The second movie to be released in Sensurround was the all-star casted 1976 war drama Midway. Again, a who’s who of stars, including Charlton Heston, Henry Fonda, James Coburn and Toshiro Mifune, were brought together in a re-telling of the Battle of Midway where a hopelessly out-numbered American Navy (what was left after Pearl Harbor) handed the Japanese fleet their first major defeat of WWII. Most of the battle footage was stock footage from earlier films or actual colorized war footage spliced in between the new footage of the cast. The film was a bit long winded and filled with the usual melodrama for films of this era, but wasn’t bad overall and made decent use of the Sensurround sound system during the battle sequences.
rating of 3
The third film to use the Sensurround process was an odd choice. 1977’s Rollercoaster, despite being marketed like a disaster film, wasn’t an action flick, but a suspense thriller about a mad bomber (Timothy Bottoms) who is targeting roller coasters and is being hunted by an amusement park ride inspector (George Segal) who is doing a far better job at it than the F.B.I. It’s actually a fairly entertaining and suspenseful thriller, but one has to question the need to use this gimmick here other then Universal not having enough faith in the film to release it on it’s own. Good flick, but weak use of the gimmick as it only functions to enhance a few scenes featuring roller coasters and the bombers handiwork.
rating of 2 and 1/2
BATTLESTAR GALACTICA (1979)
The fourth and final film to use the Sensurround gimmick is the 1979 Battlestar Galactica. A bit more appropriate choice of application then Rollercoaster, but still not as good as in Earthquake. Basically all Universal did was re-edit the three hour pilot that was aired on US TV and release it in theaters and attach the Sensurround gimmick to it.
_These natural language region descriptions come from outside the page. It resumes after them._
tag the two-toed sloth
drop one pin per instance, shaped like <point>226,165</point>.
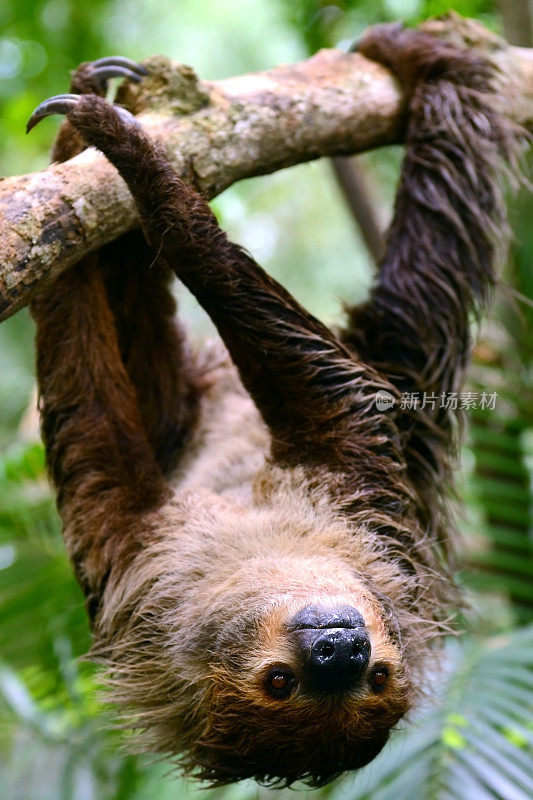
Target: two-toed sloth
<point>262,547</point>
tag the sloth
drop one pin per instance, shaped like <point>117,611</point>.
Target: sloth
<point>261,528</point>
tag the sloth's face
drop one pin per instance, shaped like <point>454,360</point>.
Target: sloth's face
<point>314,694</point>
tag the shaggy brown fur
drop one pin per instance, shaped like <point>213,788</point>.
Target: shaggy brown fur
<point>201,513</point>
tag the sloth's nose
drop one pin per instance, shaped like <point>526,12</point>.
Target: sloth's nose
<point>334,647</point>
<point>337,659</point>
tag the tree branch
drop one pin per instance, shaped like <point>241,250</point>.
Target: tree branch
<point>216,134</point>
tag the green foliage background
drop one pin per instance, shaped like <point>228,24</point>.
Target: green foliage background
<point>474,740</point>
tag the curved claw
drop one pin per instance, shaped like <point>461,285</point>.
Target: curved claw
<point>64,103</point>
<point>120,61</point>
<point>59,104</point>
<point>103,73</point>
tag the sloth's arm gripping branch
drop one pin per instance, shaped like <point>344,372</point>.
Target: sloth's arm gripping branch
<point>318,402</point>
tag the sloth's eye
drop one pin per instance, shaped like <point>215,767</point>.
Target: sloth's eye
<point>378,678</point>
<point>280,683</point>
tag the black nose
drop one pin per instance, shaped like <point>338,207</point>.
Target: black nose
<point>333,645</point>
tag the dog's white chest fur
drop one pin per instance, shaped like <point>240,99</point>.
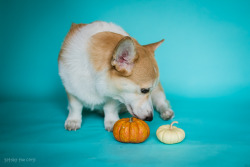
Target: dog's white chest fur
<point>75,68</point>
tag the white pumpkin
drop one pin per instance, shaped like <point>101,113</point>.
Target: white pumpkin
<point>170,134</point>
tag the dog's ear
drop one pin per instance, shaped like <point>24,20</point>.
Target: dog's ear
<point>153,46</point>
<point>124,56</point>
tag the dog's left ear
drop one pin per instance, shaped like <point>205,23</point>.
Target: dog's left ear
<point>153,46</point>
<point>124,56</point>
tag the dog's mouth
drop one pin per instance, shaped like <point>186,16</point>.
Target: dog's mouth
<point>130,109</point>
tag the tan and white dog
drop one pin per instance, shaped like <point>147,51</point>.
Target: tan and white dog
<point>103,68</point>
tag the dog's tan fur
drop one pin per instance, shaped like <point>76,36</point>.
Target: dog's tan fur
<point>145,69</point>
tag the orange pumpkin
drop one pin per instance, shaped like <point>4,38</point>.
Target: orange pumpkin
<point>131,130</point>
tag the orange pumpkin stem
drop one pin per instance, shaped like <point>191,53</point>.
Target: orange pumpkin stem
<point>172,124</point>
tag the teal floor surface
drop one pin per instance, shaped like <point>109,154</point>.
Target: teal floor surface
<point>33,134</point>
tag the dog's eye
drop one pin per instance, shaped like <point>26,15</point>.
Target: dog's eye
<point>144,90</point>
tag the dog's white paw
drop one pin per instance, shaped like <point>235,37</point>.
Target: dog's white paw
<point>73,124</point>
<point>167,114</point>
<point>109,125</point>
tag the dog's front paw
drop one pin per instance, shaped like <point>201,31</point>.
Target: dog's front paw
<point>73,124</point>
<point>167,114</point>
<point>109,125</point>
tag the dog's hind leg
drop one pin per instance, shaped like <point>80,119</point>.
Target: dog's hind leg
<point>74,119</point>
<point>111,112</point>
<point>161,104</point>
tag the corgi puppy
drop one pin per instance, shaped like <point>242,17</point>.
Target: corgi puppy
<point>103,68</point>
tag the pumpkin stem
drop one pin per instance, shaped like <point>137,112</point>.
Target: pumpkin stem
<point>173,123</point>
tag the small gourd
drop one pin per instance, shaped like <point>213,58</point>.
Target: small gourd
<point>131,130</point>
<point>170,134</point>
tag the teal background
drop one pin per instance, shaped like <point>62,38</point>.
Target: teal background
<point>204,69</point>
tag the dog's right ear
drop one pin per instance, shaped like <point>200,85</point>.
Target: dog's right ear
<point>124,56</point>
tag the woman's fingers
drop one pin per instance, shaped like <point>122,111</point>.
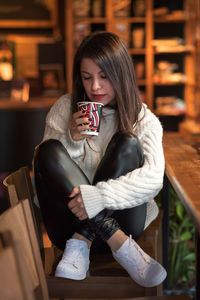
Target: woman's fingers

This theatrical version was released in ’78 as a movie in Canada and Europe, where they were not getting the TV show, but then Universal released it in Sensurround in the states in May 1979, to try to recoup it’s expensive cost as the show tanked and was canceled. The only differences are, it moves quicker then the bloated 3 hour TV episode and the villainous traitor Baltar is executed by the Cylons instead of given his own ship like in the show. As a use of Sensurround it was on par with Midway to enhance the battle sequences and the ship hurtling through space.
rating of 3
EXTRA MONSTERZERO NJ TRIVIA!:
While it was never made, when Paramount and Universal were both preparing their own remakes of King Kong at the same time in the mid 70s, the plan was for Universal’s The Legend Of King Kong to be released in Sensurround as well. Paramount won the battle, apparently with some cash going Universal’s way, but the audience lost the war as their remake is notoriously terrible and they had the audacity to make an even worse sequel, King Kong Lives, 10 years later. But hearing King Kong roar and beat his chest in Sensurround might have been cheesy fun! We’ll never know as Sensurround disappeared and Dolby Sound had arrived with Star Wars and seemed to accomplish the same thing.